Vanguard (Lagos)

2 June 2014

Nigeria: FOIA - Will the Illegality Stop?

editorial

EFFORTS to establish applicability of the Freedom of Information Act nationally indicate ineptitude of the National Assembly in stopping the illegalities State Assemblies are perpetrating. They erode powers of the National Assembly.

Cases across the country prove the unwillingness of States to abide by a federal law that they contested during the legislative process, which was why its passage took more than 10 years. The same treatment has been applied to the 2003 Child Rights Act.

The National Assembly makes laws for the entire federation. According to Section 4 (5), "If any law enacted by the House of Assembly of a State is inconsistent with any law validly made by the National Assembly, the law made by the National Assembly shall prevail, and that other law shall, to the extent of the inconsistency, be void".

States do not have child rights and freedom of information laws. There is no conflict between state and federal laws, which the Constitution still resolves in favour of federal laws. We have States un-making federal laws with abandon, calling it domestication.

Domestication, according to Section 12 (1) of the Constitution, applies to treaties between Nigeria and other countries. The States are desecrating the Constitution, the National Assembly watches askance.

Snippets of the FOIA battles:

- Justice S. O Itodo of Makurdi High Court has ruled that the Freedom of Information Act, 2011 is applicable to all the States of the Federation.
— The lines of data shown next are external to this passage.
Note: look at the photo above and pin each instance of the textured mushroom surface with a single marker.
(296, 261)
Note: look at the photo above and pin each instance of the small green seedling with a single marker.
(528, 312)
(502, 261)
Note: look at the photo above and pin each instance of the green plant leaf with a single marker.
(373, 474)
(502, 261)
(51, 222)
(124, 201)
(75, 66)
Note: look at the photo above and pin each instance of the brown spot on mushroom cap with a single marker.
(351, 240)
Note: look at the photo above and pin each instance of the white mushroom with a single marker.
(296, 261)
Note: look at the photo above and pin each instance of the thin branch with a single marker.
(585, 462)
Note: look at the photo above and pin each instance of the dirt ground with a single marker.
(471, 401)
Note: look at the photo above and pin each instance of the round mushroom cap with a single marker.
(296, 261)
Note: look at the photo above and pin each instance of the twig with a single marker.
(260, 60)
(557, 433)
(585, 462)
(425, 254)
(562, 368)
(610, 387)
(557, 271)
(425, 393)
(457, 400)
His decision was on the objection the Benue State Commissioner of Finance raised that the State had not domesticated the FOIA. Maj-Gen India Garba (rtd) sued after the State refused to provide him information on federal allocations to Vandekiya Local Government Area Council.
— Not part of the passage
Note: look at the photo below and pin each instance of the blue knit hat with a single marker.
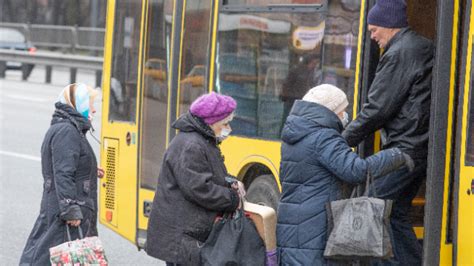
(388, 14)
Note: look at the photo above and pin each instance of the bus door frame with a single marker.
(463, 249)
(437, 246)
-Last February, the Lagos State Attorney-General, Mr. Ade Ipaye, told a Federal High Court the FOIA was a federal law and therefore not binding on the State. The Socio-Economic Rights and Accountability Project, SERAP, sued after Lagos State did not give it information on a $90m World Bank facility the State procured for improvement of its schools.

-A Federal High Court in Benin City awarded N20,000 against the National Assembly for unnecessary argument and delay of application in a suit between the National Assembly and Chief Patrick Osagie Eholor, who wanted information on allowances, salaries, emoluments and constituency allowances of two federal legislators from his constituency.

It is ironic that the National Assembly is among parties diminishing the law it made.

Attempts by different States to weaken the FOIA by rejecting aspects they consider unpleasant are unacceptable, illegal and should stop. The National Assembly has a major responsibility to protect the Constitution from fragrant abuses of state legislatures that are assuming the place of the National Assembly.